In many cases, Suboxone is mainly used to help manage symptoms of withdrawal or to get off any opioid dependence.
Since Suboxone is a partial opiate receptor agonist, it is very hard to overdose on Suboxone alone. It limits the ability to activate the opioid receptors as compared to other opioids. This causes less feelings of euphoria than in the case of other opioids.
Some people mix Suboxone with sedatives, alcohol, antianxiety drugs or any other medications which results in overdose. This can further lead to slow breathing, coma and even death in some cases.
In general, drug tolerance builds up with certain opioids, but this doesn’t happen with Suboxone even when used over a longer period of time for opioid addiction.
Suboxone can drive towards physical and psychological dependence when used long-term. Abruptly stopping Suboxone can lead to withdrawal symptoms such as nausea, body aches and pains, headache, etc.
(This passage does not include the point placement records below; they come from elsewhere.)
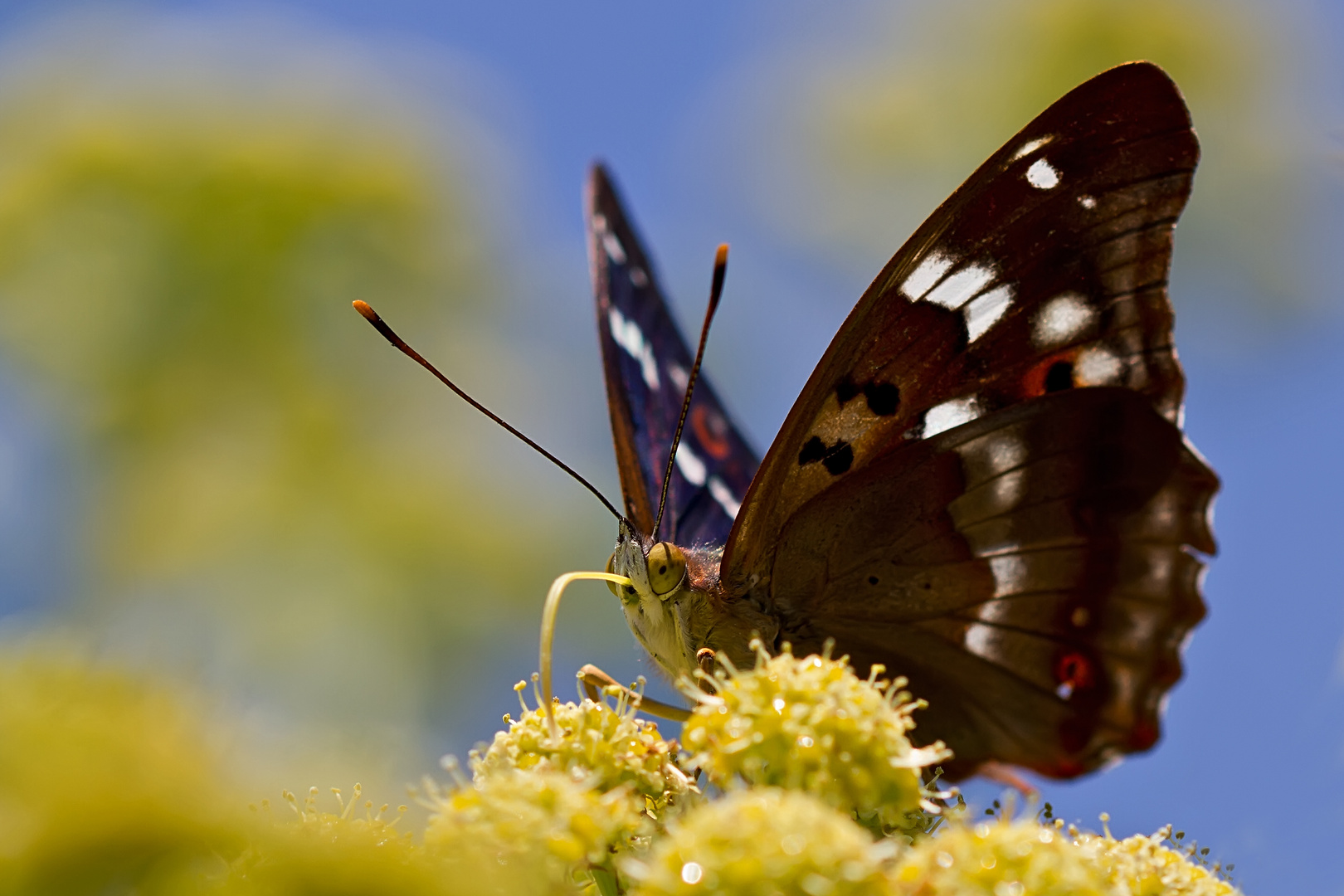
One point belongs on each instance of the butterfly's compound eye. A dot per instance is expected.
(667, 568)
(611, 567)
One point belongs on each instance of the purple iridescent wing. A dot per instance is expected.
(647, 363)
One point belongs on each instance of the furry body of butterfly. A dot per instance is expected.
(983, 485)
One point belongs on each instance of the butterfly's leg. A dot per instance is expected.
(704, 659)
(1007, 776)
(597, 680)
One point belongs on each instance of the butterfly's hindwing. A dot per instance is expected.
(1046, 270)
(983, 485)
(1042, 550)
(1035, 589)
(647, 364)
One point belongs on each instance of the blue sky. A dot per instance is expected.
(1253, 758)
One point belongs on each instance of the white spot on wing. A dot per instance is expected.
(1010, 574)
(957, 289)
(1096, 366)
(613, 247)
(1030, 147)
(1006, 453)
(1010, 488)
(941, 418)
(929, 271)
(723, 494)
(1042, 175)
(1064, 319)
(631, 338)
(980, 640)
(691, 466)
(986, 309)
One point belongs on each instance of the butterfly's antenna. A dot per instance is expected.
(721, 266)
(371, 316)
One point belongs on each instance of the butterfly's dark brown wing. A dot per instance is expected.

It should be slowly tapered under the supervision of a health care professional to minimize or avoid any withdrawal symptoms.
Some of the Suboxone withdrawal symptoms include:
- Muscle aches and pains
- Trouble sleeping
- Drug cravings
Suboxone Drug Test
While undergoing treatment with Suboxone for opioid use disorder or withdrawal symptoms, frequent drug testings will be performed to measure the efficacy of the treatment. Urine drug tests are primarily used to screen for Suboxone and other opioids. Most opioids do show up within 1 to 3 days after use and Suboxone can be detected for a longer period of time.
Most home drug test kits look for opioids in urine specimen, but don’t detect Suboxone. However, there are specific home drug test kits that screen for one of the elements in Suboxone, BUP. If the drug test shows a positive result for BUP, then it is considered positive for Suboxone.
Suboxone mostly doesn’t cause false positives for other opioid drugs.
Does Suboxone Show Up On A Drug Test?
No, the Suboxone will not show up on a drug test unless it is specifically tested for BUP, which is one of the elements of Suboxone.
If you are undergoing treatment for opioid dependence with Suboxone, you needn’t worry about the positive result. If you are drug tested as part of an employment process, you must be honest about the use and show them the prescription and physician’s reports regarding your treatment.
Suboxone is a FDA-approved drug administered in the treatment of opioid use disorder, and to reduce symptoms of withdrawal and cravings. It is also used for off-label intentions.
Suboxone has the potential to steer towards physical and psychological dependence, drug-craving and drug-seeking behavior when used for extended period of time.
Stopping Suboxone abruptly while receiving treatment without physician’s knowledge can cause withdrawal symptoms. It should be tapered slowly under the guidance of the prescribing physician to minimize or avoid withdrawal symptoms.
Suboxone will not surface on routine drug panel test unless it is specifically tested for its elements, naloxone and BUP or its metabolites.
Suboxone has been considered as a very effective drug to treat opioid dependence. The two ingredients in Suboxone, BUP and naloxone, help in reducing the risk of misuse/abuse, diminish symptoms of opioid withdrawal and cravings. It is considered to be a lower potential drug of abuse than BUP alone or other opioids.